Quali sono gli impegni attuali e i passi futuri di R.A.C.? «Siamo molto impegnati nel campo delle tutele della categoria. In particolare, al momento, ci stiamo occupando, interloquendo con SLC-Cgil, del rinnovo del Contratto Collettivo dei lavoratori dello spettacolo dal vivo, con la possibile novità storica dell’inserimento della figura del regista.

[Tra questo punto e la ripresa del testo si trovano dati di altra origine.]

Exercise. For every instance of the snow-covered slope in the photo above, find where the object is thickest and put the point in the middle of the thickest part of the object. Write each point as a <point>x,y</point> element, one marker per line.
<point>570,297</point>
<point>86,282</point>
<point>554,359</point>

Inoltre, stiamo lavorando anche a favore del riconoscimento e gestione del diritto di regia, collaborando con SIAE. Mentre per la futura tappa del laboratorio Raccordi, saremo a Roma a luglio 2025 nella programmazione di Sempre più fuori, con la direzione artistica di Antonino Pirillo e Giorgio Andriani, prodotto da Cranpi in collaborazione con Accademia Tedesca Roma Villa Massimo e Goethe-Instituti».
Siamo immersi in un frangente storico detonante, un vero e proprio punto di svolta in cui, crollati i punti di riferimento statali e istituzionali, è il presidio militante, le persone riunite e mobilitate nei territori a fare la differenza e ad attivare le politiche attraverso le estetiche, per avere voce in nome della riconoscibilità di diritti inalienabili.